For medium-to-large solo projects, the pattern I find most defensible is 2-3 focused information-gathering agents running in parallel, with the main session synthesising their outputs and making decisions. An agent that reads and summarises all test failures. An agent that checks the database schema for a relevant table. An agent that scans for existing implementations of a pattern you're about to add. All of them returning concise outputs to a main session that then acts. That's meaningfully better than a single session doing all of those reads sequentially, because the context stays clean.

What doesn't work well yet

Auto-selection of custom agents remains unreliable. Claude frequently handles tasks in the main session rather than delegating to a defined agent, even when the agent is explicitly relevant and its description matches the task. The only reliable trigger is explicit invocation, which defeats the purpose of automatic routing for anyone who wants a seamless workflow. There are open GitHub issues on this, and it's a known gap, not an edge case.

Claude Opus 4.6 has a known tendency to over-spawn subagents. Anthropic's own prompt engineering documentation flags it: Opus will delegate to agents in situations where a direct approach would be faster and cheaper. If you're on Opus and wondering why a simple task consumed 50K tokens, an unnecessary delegation is a likely cause.
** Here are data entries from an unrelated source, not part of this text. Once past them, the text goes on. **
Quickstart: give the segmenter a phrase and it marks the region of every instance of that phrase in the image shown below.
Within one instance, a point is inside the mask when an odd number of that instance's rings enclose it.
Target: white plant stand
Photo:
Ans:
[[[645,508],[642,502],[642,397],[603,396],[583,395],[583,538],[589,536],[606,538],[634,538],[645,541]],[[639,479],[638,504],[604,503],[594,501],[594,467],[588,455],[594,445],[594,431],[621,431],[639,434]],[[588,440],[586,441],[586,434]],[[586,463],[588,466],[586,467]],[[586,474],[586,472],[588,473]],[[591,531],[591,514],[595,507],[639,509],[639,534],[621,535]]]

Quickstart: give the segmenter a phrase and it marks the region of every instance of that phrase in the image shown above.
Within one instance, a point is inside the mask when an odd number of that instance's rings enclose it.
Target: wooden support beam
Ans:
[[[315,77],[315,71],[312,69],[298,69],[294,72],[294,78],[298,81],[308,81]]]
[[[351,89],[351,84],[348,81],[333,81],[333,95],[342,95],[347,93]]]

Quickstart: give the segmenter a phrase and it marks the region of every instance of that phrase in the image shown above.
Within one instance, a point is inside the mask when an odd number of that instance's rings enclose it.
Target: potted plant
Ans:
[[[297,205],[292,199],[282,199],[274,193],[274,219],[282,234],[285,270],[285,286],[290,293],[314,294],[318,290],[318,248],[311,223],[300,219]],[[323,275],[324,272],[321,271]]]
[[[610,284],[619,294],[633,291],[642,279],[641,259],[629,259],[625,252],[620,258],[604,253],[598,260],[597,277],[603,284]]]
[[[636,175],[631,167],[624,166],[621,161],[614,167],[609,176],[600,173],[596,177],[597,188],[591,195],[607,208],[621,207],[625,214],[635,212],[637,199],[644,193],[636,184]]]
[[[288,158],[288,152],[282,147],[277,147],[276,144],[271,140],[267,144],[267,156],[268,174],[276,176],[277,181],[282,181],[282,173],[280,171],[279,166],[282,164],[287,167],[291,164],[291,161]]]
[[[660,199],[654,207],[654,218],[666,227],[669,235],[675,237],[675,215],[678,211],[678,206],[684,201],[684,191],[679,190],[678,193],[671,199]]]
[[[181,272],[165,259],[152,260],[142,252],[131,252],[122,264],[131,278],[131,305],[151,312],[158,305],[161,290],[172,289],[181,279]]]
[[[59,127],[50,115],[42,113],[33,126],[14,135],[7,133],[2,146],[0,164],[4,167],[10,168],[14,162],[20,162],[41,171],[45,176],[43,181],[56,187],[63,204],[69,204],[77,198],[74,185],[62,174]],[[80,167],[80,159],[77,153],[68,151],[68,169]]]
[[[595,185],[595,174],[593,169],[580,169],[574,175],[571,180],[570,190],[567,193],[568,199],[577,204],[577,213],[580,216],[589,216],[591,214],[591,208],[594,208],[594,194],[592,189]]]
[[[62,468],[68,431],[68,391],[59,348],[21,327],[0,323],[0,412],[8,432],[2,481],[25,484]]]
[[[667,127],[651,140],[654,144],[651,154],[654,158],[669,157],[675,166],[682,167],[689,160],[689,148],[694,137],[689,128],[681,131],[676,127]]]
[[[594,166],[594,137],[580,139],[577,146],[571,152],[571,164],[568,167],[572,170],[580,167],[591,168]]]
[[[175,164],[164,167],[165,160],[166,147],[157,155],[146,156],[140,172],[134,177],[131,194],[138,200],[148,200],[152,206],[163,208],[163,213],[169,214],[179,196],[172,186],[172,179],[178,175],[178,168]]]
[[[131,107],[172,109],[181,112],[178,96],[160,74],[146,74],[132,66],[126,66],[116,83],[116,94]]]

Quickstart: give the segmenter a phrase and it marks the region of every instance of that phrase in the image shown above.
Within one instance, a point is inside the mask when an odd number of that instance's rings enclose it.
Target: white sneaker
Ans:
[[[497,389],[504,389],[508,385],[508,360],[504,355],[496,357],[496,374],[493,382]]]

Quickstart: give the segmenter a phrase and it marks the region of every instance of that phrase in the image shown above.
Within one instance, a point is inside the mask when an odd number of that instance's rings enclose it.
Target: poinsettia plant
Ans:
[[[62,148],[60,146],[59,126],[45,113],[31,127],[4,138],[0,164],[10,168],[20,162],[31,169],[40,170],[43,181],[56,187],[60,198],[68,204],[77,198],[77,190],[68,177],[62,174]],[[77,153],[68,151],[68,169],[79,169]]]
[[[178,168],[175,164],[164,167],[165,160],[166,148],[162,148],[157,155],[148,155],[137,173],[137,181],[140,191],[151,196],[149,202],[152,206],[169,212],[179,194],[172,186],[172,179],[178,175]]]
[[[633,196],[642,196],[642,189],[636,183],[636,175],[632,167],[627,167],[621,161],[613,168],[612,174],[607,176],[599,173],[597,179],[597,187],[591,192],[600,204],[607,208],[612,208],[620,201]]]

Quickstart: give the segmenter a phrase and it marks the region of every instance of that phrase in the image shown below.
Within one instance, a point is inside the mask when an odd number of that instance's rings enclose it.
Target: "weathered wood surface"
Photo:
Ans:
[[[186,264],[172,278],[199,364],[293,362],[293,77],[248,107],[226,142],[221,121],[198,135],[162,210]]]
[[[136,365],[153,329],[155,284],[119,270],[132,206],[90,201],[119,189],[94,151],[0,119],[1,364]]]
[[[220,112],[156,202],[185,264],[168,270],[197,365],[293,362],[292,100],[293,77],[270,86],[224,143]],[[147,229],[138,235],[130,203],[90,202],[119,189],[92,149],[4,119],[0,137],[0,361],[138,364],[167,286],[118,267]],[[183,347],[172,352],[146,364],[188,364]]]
And there's no native observability. No trace view, no per-agent cost breakdown, no way to see what a running subagent is doing without looking at raw outputs. If you're building on the Claude Agent SDK, third-party tools fill some of this gap, but in the terminal Claude Code workflow you're largely flying blind on costs and subagent activity.

The hooks connection

Worth noting for anyone already using Claude Code hooks: hooks interact with subagents through dedicated lifecycle events, SubagentStart and SubagentStop, which means you can instrument your subagent activity, apply tool-level restrictions via PreToolUse, and validate outputs before they reach the parent. If you're already invested in hooks, the subagent lifecycle events add a meaningful layer of control over what agents can actually do.

Whether it's worth revisiting

I went into this research expecting to find that the feature had matured and I was missing something obvious. The answer is more nuanced. The core innovation, isolated context windows that keep exploration noise out of the main session, is genuinely valuable and solves a real problem I was experiencing on larger projects. The custom agent definitions give you a readable, version-controlled way to encode tool restrictions and model routing decisions that actually enforce behaviour rather than just prompting for it.

What hasn't fully landed is reliable automatic routing, which means you're often writing explicit invocations rather than building a system that knows when to delegate. And the cost multiplier is real enough that undisciplined subagent use will hurt you on any plan with token limits.

The old agent files in my repos are worth revisiting. Not as a multi-agent system with coordinating roles and specialised responsibilities, but as a small library of focused, read-only information gatherers that I explicitly invoke when I need clean, isolated context for a bounded research task. That's a narrower use case than the documentation implies, but it's one that actually maps to the architecture's strengths.